Agent Academy: Why Some Agents Sell Houses But Stay Poor
Today, I want to talk about something that we as agents consistently fail to discuss, which is how we treat the money we earn.
Constantly we are more concerned with how do we generate leads? How do we generate commissions? With very little education, very little focus on what we do now with that money we did earn! And not end up in tax problems or living commission to commission.
We need to take that hard earned money and move it into a strategy that will build assets for us over the course of time so that eventually you can put yourself in a position where you have passive income coming in through investments.

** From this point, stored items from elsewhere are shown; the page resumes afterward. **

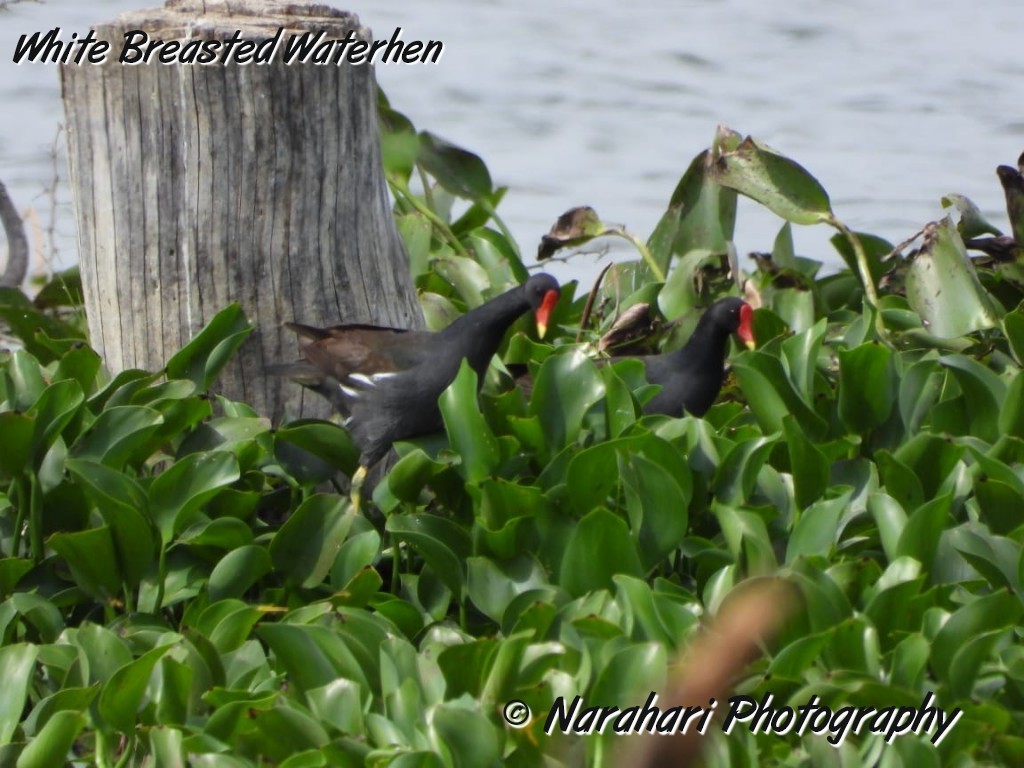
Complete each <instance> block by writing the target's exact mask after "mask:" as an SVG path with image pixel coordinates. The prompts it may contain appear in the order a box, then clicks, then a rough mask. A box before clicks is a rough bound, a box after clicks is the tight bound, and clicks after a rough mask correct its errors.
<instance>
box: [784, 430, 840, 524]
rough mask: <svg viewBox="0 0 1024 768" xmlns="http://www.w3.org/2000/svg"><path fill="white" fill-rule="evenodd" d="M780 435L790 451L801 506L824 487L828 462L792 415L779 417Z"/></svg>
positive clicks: (785, 445)
mask: <svg viewBox="0 0 1024 768" xmlns="http://www.w3.org/2000/svg"><path fill="white" fill-rule="evenodd" d="M782 436H783V437H784V438H785V446H786V450H787V452H788V454H790V470H791V472H792V473H793V486H794V493H795V496H796V501H797V506H798V507H800V508H801V509H805V508H806V507H808V506H809V505H811V504H813V503H814V502H816V501H817V500H818V499H820V498H821V496H822V495H823V494H824V493H825V488H826V487H828V475H829V471H830V468H831V463H830V462H829V461H828V459H827V458H826V457H825V455H824V454H822V453H821V452H820V451H819V450H818V447H817V445H815V444H814V443H813V442H811V440H809V439H807V436H806V435H805V434H804V432H803V430H802V429H801V428H800V425H799V422H798V421H797V419H796V418H795V417H794V416H792V415H786V416H785V417H783V419H782Z"/></svg>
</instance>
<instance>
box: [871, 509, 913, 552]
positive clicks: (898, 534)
mask: <svg viewBox="0 0 1024 768" xmlns="http://www.w3.org/2000/svg"><path fill="white" fill-rule="evenodd" d="M867 511H868V512H870V514H871V517H873V518H874V524H876V526H878V529H879V538H880V539H881V540H882V549H883V550H885V553H886V558H887V559H888V560H889V562H892V561H893V560H895V559H896V558H897V557H899V540H900V536H901V535H902V532H903V528H905V527H906V514H905V513H904V512H903V508H902V507H901V506H900V505H899V502H897V501H896V500H895V499H893V498H892V497H891V496H889V495H888V494H882V493H877V494H871V495H870V496H869V497H868V498H867Z"/></svg>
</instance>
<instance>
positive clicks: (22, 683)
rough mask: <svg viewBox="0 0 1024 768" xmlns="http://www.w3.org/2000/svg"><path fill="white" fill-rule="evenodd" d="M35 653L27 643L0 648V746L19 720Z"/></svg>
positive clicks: (25, 698) (20, 717)
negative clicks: (2, 692)
mask: <svg viewBox="0 0 1024 768" xmlns="http://www.w3.org/2000/svg"><path fill="white" fill-rule="evenodd" d="M38 653H39V648H38V647H37V646H35V645H29V644H28V643H16V644H14V645H5V646H4V647H2V648H0V680H3V685H4V694H3V696H0V744H6V743H9V742H10V740H11V737H12V736H13V735H14V731H15V729H16V728H17V724H18V723H19V722H20V720H22V712H23V710H24V709H25V701H26V697H27V696H28V695H29V686H30V684H31V683H32V679H33V676H34V674H35V671H36V656H37V655H38Z"/></svg>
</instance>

I’m going to take you through four accounts that we at the Beer Home Team use.
If you want to have a better handle on your money I recommend you set up the same accounts, this will give you financial security for the future.
“I’m not a financial advisor. I’m not a financial planner, I’m not certified in any of it. And I don’t pretend to be. Take these concepts to your professionals and put together your strategy.”
When money comes in, there’s an account that you should have, for us, it’s our business account. The business account, this is where all of my commissions come in.
We also call it our revenue account and we pay expenses out of this account.
Additionally, every month, I have an automatic transfer go into a tax account.
With my CPA I think through where I believe my income will be at the end of the year, what will the tax liability be, and then I take that number divided by 12. And I move that into a tax account, on a monthly basis.
Furthermore, and maybe most importantly, you need what I’m going to call an investment/asset account.
At the end of the month, money left over in the business account I have an automatic transfer to the investment account. I transfer money into that account every single month, and I cannot do anything with that money unless it’s going to go toward purchasing an asset such as real estate.
Now we have a dedicated place for wealth building.
I’m going to recommend a book to you read The Richest Man in Babylon, because these concepts come straight out of there.
I know that a lot of us think I just barely make it out of the month, how am I going to squeeze a little bit off for that account.
The truth, if we really take an audit and look at how much money’s leaking out, $3 here $4 there and $5 there, whether it’s at Starbucks or your pack of cigarettes, or whatever you’re doing.
Put a minimum of 10% into the investment account still. Because there is an interesting law of money, where you’ll still just make it out of the month even after you take out that 10%.
Furthermore, I am an employee of this company. And I pay myself a salary, this is my personal account. My wife and I, we live out of here. We decide how much money do we need or want over the course of the month that we’re willing to spend and only use this account for them.
Our business retains earnings in the business account in order to reinvest into the business to improve. This pays for employees, office supplies and other expenses.
These are the four accounts that you need for your Real Estate Business
- Business Account
- Tax Account
- Investment/Asset account
- Personal Account
To recap; you need an automatic transfer into your tax account. You cannot avoid this one if you are making money. You can pretend like taxes are not happening. And then you can get a nasty surprise and go into back taxes and pay penalties or you can simply transfer automatically here every month.
Then put 10% aside to start investing. And you cannot touch this account unless you are putting it towards an investment.
Your personal account and only your personal account is what you live off of. Pay yourself a salary that fits your personal expenses.